3.1 Main species of coral reef

Manta tow survey showed that the main scleratinian corals present in the study area included the families Poritidae (Porites compressa), Faviidae (Dipsastraea matthaii, Favites pentagona, Cyphastrea microphthalma, Platygyra daedalea, Leptastrea transversa) and Siderastreidae (Siderastrea savignyana, Coscinaraea columna). The highest coverage rate was observed for Porites compressa and Leptastrea transversa. Conversely, stone corals Cyphastrea microphthalma and Coscinaraea columna had the lowest coverage rate.

3.2 Species composition on soft bottom around coral reefs

Based on morphological characteristics, a total of 20 species (including 6 Mollusca, 6 Arthropoda, 6 Annelida, and 2 Echinodermata) were identified (Tab. 1). They belong to 14 families and 20 genera. Additionally, one ostracod was identified at the genus level. The total abundances of the different species have also shown in Table 1. The minimum of total abundance was observed for Metaprotella macoranicus and Glyphocuma dentatum at station 1 and for Metacytheropteron at station 2. We observed the maximum of total abundance for Murex echinodes and Aphelochaeta monilaris at station 1 and Solen dactylus at station 2 (Tab. 1).
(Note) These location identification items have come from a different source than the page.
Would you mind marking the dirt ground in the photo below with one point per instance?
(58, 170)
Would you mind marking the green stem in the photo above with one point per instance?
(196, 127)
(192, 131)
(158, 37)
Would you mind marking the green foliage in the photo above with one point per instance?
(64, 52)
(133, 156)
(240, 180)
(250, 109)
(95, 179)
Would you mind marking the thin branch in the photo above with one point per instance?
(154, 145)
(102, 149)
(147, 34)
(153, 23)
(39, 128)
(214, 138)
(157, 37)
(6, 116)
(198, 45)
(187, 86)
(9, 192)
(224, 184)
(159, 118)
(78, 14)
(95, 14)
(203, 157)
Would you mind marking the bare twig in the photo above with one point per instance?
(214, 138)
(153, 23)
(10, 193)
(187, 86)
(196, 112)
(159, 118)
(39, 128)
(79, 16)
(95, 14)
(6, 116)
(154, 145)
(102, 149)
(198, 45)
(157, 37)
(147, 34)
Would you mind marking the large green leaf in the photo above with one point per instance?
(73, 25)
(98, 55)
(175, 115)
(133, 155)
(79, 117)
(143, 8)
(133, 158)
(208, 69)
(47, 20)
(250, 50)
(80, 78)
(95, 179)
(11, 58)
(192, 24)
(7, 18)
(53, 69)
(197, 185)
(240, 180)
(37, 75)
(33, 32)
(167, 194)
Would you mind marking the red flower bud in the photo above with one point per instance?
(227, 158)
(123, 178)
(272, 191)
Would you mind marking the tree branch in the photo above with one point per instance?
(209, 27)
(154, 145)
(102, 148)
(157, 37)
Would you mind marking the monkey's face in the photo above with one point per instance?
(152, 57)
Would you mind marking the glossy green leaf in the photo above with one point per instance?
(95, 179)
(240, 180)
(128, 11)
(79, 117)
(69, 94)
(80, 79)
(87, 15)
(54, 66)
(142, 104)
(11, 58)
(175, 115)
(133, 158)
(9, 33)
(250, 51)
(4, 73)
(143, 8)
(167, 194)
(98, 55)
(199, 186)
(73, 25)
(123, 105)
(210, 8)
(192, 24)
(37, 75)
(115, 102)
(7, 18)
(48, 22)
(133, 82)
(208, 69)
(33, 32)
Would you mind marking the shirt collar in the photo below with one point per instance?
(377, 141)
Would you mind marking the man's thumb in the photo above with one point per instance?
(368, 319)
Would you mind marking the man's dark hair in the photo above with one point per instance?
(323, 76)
The total abundance of Murex echinodes, Metacytheropteron, Hediste diversicolor, and Aphelochaeta monilaris showed significant differences between stations (2-way ANOVAs; P < 0.05). Moreover, the total abundance of Neverita didyma, Murex echinodes, Solen dactylus, Gnathia maxillaris, Carcinus maenas, Cirratulus cirratus, and Echinometra mathaei showed significant differences between four seasons (2-way ANOVAs; P < 0.05) (Tab. 1).
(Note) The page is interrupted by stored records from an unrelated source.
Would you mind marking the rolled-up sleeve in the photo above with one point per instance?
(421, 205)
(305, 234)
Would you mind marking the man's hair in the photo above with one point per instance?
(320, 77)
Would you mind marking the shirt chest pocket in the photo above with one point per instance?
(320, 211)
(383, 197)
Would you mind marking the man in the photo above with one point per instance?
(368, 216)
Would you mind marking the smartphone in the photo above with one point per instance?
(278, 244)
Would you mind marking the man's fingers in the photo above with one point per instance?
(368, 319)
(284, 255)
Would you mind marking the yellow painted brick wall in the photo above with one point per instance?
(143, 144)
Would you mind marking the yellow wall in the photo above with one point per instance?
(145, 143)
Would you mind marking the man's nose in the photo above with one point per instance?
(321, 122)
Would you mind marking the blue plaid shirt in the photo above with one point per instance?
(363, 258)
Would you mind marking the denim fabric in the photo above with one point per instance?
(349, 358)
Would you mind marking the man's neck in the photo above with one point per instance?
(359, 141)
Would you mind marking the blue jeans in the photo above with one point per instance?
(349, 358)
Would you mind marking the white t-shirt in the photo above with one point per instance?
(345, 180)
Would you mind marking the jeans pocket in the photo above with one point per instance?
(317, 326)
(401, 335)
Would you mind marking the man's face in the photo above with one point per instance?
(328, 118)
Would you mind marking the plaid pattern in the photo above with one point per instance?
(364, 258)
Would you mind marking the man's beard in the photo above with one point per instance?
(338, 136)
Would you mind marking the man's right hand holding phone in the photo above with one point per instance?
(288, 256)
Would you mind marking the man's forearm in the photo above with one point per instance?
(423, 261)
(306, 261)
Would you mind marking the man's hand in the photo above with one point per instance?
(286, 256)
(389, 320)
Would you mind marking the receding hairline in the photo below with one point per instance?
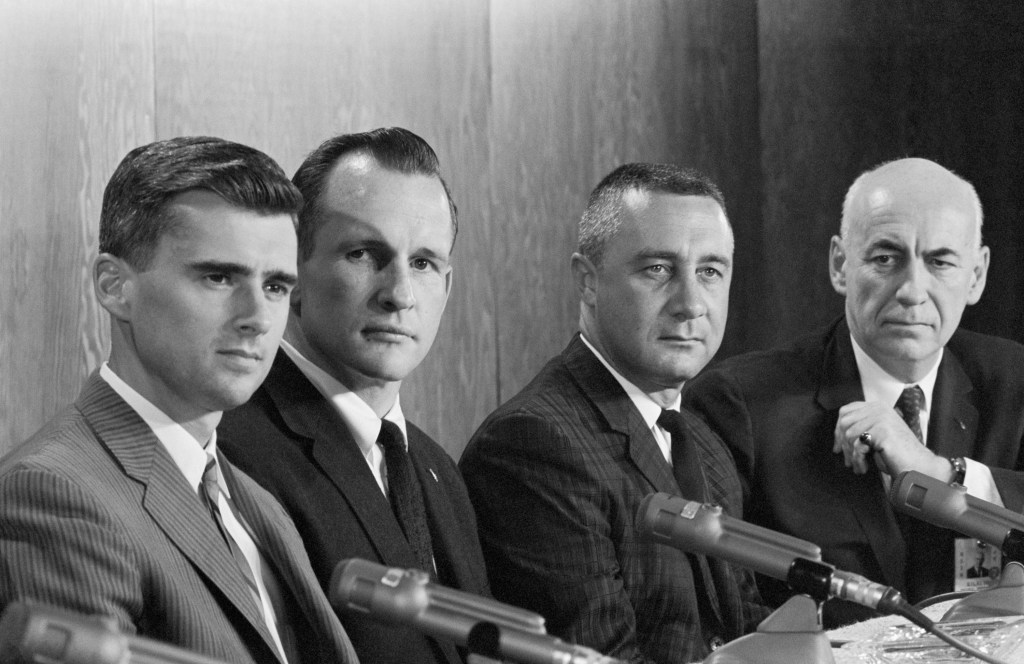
(871, 180)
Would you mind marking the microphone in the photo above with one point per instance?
(32, 632)
(949, 506)
(699, 528)
(484, 626)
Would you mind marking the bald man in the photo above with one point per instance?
(819, 427)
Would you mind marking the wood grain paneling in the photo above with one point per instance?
(581, 87)
(847, 85)
(285, 76)
(528, 104)
(77, 94)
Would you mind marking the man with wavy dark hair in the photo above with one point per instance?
(821, 426)
(122, 505)
(326, 432)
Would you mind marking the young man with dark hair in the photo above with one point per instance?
(326, 432)
(122, 505)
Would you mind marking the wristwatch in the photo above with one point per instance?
(960, 469)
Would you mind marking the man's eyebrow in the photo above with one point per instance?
(222, 266)
(227, 267)
(282, 277)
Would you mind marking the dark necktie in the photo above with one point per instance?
(908, 405)
(685, 457)
(687, 468)
(407, 495)
(210, 492)
(925, 553)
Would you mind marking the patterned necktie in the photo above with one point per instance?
(407, 495)
(685, 457)
(687, 468)
(211, 493)
(908, 405)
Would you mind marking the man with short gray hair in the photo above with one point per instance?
(557, 473)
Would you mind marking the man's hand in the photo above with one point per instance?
(896, 448)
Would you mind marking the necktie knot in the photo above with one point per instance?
(390, 438)
(686, 463)
(908, 405)
(211, 485)
(672, 422)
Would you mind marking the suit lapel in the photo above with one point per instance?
(953, 420)
(174, 506)
(840, 384)
(309, 415)
(268, 523)
(607, 396)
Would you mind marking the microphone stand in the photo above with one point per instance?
(792, 633)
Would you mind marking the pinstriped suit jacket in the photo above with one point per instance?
(96, 517)
(556, 475)
(776, 411)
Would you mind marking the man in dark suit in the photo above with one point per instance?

Among the three dominant species, Cirratulus cirratus and Solen dactylus showed the significant differences in the total abundances between seasons (2-way ANOVAs; df = 3; F = 7.91; P < 0.01 for C. cirratus, F = 33.30; P < 0.01 for S. dactylus) (Fig. 2). In contrast, the total abundances of Hediste diversicolor did not vary significantly with seasons (2-way ANOVAs; P > 0.05) (Fig. 2). The species richness showed the highest and lowest numbers in spring at station 1 and in summer at station 2, respectively (Fig. 3). There was no significant difference in species richness between stations (2-way ANOVAs; P > 0.05), and among seasons (2-way ANOVAs; P > 0.05).

Table 1

Lists of identified taxa from bottoms around coral reefs, Larak Island, Persian Gulf along with the mean total abundance of each species ± SE at both stations.

Listes des taxons identifiés des fonds autour des récifs coralliens, île de Larak, golfe Persique ainsi que l’abondance totale moyenne de chaque espèce ± SE aux deux stations.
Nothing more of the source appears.